A morte é o recado do tribunal do tráfico para quem desafia suas pseudolideranças. Elas se formam nas áreas mais carentes, aonde serviços básicos como saúde, educação e saneamento não chegam e a presença da polícia é mínima. O tráfico de drogas e os crimes em geral servem para mostrar autoridade de uma liderança do tráfico e impor o medo a quem ousa desafiar suas regras. Os atos de perversidade dos tribunais do tráfico no Pará não se limitam às vítimas. Familiares delas, com medo, acabam mudando para outra cidade. Possíveis testemunhas, se identificadas, podem também ser mortas e quem mata abusa da ousadia e da crueldade, dando um recado claro, que diz mais ou menos: “Nesta seara, o crime compensa”.

Para entendermos as organizações criminosas do tribunal do crime, é necessário entender a história, as relações materiais e imaginárias, que estruturam a sociedade e a forma como se inserem na formação dessas organizações que surgiram nesta década no Pará. Tudo começou com o temido Primeiro Comando da Capital (PCC), com atuação no eixo Rio-São Paulo. Um sistema de crime organizado que criou um poder paralelo com grupos de extermínios como forma de punição mortal, fundamentado no extermínio planejado de suas vítimas.

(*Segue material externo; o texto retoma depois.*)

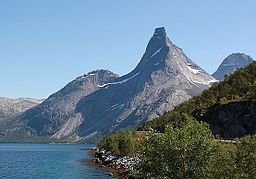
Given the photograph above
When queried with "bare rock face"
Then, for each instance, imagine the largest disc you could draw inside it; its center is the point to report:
(11, 107)
(57, 113)
(101, 102)
(164, 78)
(231, 64)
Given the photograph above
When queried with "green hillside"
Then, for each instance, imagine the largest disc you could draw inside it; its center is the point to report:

Nesse contexto se destacam as torturas, espancamentos e outras formas bárbaras de violência, antes das execuções, fornecendo um recado ameaçador para quem desafiar o poder paralelo do crime organizado. O PCC se expandiu, atravessou fronteiras e se instalou nas principais cadeias do país. Como tudo que é errado se copia, os traficantes do Pará passaram a utilizar o tribunal do tráfico para punir seus desafetos. E as filmagens dos homicídios representam provas de que a sentença foi executada.

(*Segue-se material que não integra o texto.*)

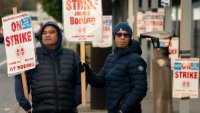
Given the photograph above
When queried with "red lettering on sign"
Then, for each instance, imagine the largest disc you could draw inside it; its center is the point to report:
(82, 21)
(16, 26)
(192, 75)
(80, 4)
(18, 38)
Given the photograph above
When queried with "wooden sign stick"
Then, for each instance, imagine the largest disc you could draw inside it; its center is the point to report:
(23, 75)
(83, 78)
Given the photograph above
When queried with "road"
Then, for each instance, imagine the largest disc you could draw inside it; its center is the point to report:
(7, 98)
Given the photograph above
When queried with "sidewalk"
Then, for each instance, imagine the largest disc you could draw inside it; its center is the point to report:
(147, 106)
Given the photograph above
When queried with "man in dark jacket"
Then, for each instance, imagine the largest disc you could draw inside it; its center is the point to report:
(123, 74)
(55, 82)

Autores dos crimes têm desvio de personalidade, diz psicólogo

Satisfazer a vaidade dos acusados do crime, além de evidenciar que eles supostamente dominam determinada situação, é apenas um dos objetivos que os autores do delito têm ao espalhar pela rede mundial de computadores. É o que observa o psicólogo Paulo Monteiro, que fez uma análise dos vídeos abordados pelo DIÁRIO, nessa edição especial de domingo (25). De início, o psicólogo ressaltou que o perfil dos autores não apresenta uma doença mental, e sim um indício forte de desvio de personalidade. “Um desvio que deve ser observado pelas autoridades jurídicas e médico-legais”, frisou.

Em todos os vídeos, os autores ou então protagonistas das cenas sanguinárias se apresentam em uma condição detentora de poder, na qual nas mãos deles está um suposto controle da situação, a força bruta, talvez. “Mostrar isso é que demonstra que estes agressores querem satisfazer a sua necessidade de autoafirmação no meio deles”, pontuou o psicólogo.

Isso, segundo Paulo explicou, também está relacionado à implantação de uma espécie de cultura de medo, na qual os bandidos tentam intimidar a vítima que aparece no vídeo e outras possíveis vítimas que irão assistir a gravação, o que também acaba contribuindo para que outras pessoas, que nada têm a ver com o crime, também passem a ter medo. “Esse talvez seja o maior impacto para quem assiste a estes vídeos”, ressaltou.

“Inevitavelmente, ao assistirmos esses vídeos violentos, nos colocamos no lugar da vítima, fazendo com que se instale uma contingência tenebrosa na qual somos reféns do medo que é gerado através disso”, comentou. “A partir daí, pessoas podem tender a generalizar acreditando que nenhum lugar é seguro para elas”, acrescentou o psicólogo, ao observar a atmosfera que tais imagens deixam entre os expectadores. A Secretaria de Estado de Segurança Pública e Defesa Social (Segup) foi procurada para comentar o assunto, mas até o fechamento dessa edição não se pronunciou.